W Sopocie odbył się Top of the Top Sopot Festival 2024. Na scenie pojawiło się wiele gwiazd muzyki, które dały wokalne popisy. Jednak nie tylko śpiewano ze sceny. Trzeciego dnia festiwalu pojawiła się tam znana dziennikarka i wielka gwiazda stacji, czyli Monika Olejnik. Długoletnia prowadząca "Kropkę nad i" zaczęła mówić o wolności mediów i skandować hasło: "wolne media", co szybko podłapała publiczność. Dziennikarka zaczęła też wołać: "wolność", "prawda" i "TVN24".
Jednak nie tylko to, co Monika Olejnik miała do powiedzenia w Sopocie zwróciło uwagę. Ale też to, jak wyglądała. Prowadząca "Kropkę nad i" zawsze, gdy pojawia się publicznie, to dosłownie błyszczy! Tak było na niedawnym koncercie Taylor Swift, ale i właśnie w Sopocie. Monika Olejnik postawiła na kreację, w której wyglądała niczym złota rybka, ponieważ jej spódnica została uszyta ze złotych połyskujących cekinów, co sprawiało wrażenie niczym rybia łuska. Ale to tylko jedno oblicze Olejnik.

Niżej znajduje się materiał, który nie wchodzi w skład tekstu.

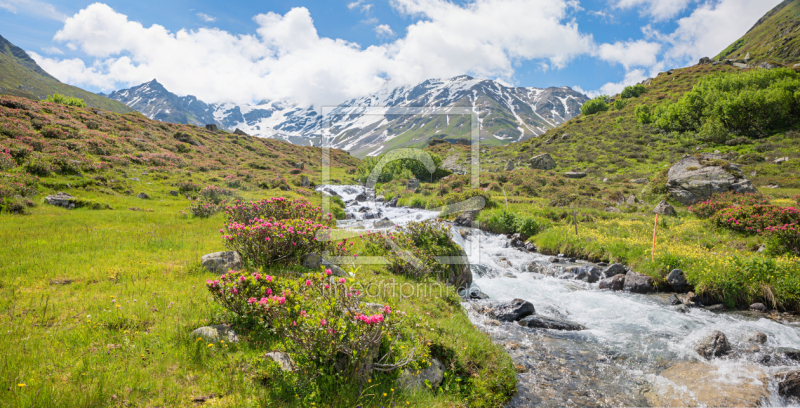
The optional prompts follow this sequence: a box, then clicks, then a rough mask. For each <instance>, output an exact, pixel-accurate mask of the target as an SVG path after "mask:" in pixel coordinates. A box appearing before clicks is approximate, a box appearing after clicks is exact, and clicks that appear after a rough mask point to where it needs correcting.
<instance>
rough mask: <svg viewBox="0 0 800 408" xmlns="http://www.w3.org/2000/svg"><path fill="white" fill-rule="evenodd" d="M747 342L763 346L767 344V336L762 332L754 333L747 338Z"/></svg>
mask: <svg viewBox="0 0 800 408" xmlns="http://www.w3.org/2000/svg"><path fill="white" fill-rule="evenodd" d="M747 341H748V342H750V343H758V344H764V343H766V342H767V335H766V334H764V332H760V331H754V332H752V333H750V335H749V336H747Z"/></svg>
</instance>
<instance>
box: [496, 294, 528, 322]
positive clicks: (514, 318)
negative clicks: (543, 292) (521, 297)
mask: <svg viewBox="0 0 800 408" xmlns="http://www.w3.org/2000/svg"><path fill="white" fill-rule="evenodd" d="M534 313H536V310H535V309H534V308H533V304H532V303H531V302H528V301H526V300H523V299H514V300H512V301H510V302H508V303H503V304H500V305H497V306H495V307H493V308H492V310H491V311H489V316H490V317H492V318H494V319H496V320H499V321H501V322H516V321H519V320H520V319H522V318H524V317H527V316H530V315H532V314H534Z"/></svg>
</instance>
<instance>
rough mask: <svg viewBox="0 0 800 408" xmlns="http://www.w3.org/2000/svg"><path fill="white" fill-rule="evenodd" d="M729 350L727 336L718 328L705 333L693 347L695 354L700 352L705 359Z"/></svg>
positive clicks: (718, 355) (721, 353) (699, 353)
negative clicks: (693, 346) (695, 344)
mask: <svg viewBox="0 0 800 408" xmlns="http://www.w3.org/2000/svg"><path fill="white" fill-rule="evenodd" d="M730 350H731V346H730V344H728V338H727V337H725V333H723V332H721V331H719V330H714V331H712V332H711V333H709V334H707V335H705V336H704V337H703V338H702V339H700V341H699V342H698V344H697V346H695V349H694V351H696V352H697V354H700V355H701V356H703V357H704V358H705V359H707V360H710V359H711V358H713V357H719V356H722V355H725V354H727V353H728V352H729V351H730Z"/></svg>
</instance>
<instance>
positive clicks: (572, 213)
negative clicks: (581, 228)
mask: <svg viewBox="0 0 800 408" xmlns="http://www.w3.org/2000/svg"><path fill="white" fill-rule="evenodd" d="M572 220H573V221H575V235H576V236H577V235H578V212H577V211H572Z"/></svg>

Relaks z partnerem w knajpce
Paparazzi przyłapali też gwiazdę w czasie, gdy wraz ze swoim partnerem Tomaszem Ziółkowskim udała się do restauracji. Tam para spędzała czas kosztując przysmaków. Po posiadówce w knajpce przyszedł czas na spacer. I tu dało się zauważyć, że Monika Olejnik wybrała stylizację na hip-hopowca: bardzo szerokie dżinsowe spodnie, szeroka kurtka typu bomberka, buty ozdobione dżetami, a do tego modna mała torebeczka na ramię.
Trzeba przyznać, że doskonale wpisała tym w sopocki festiwal, którego czwarty dzień odbył się także pod znakiem koncertu... hip-hopowego. Śmiało można ją nazwać: królową mody!
NIŻEJ ZDJĘCIA OLJENIK W WERSJI HIP-HOPOWEJ ORAZ W WERSJI NA "ZŁOTĄ RYBKĘ"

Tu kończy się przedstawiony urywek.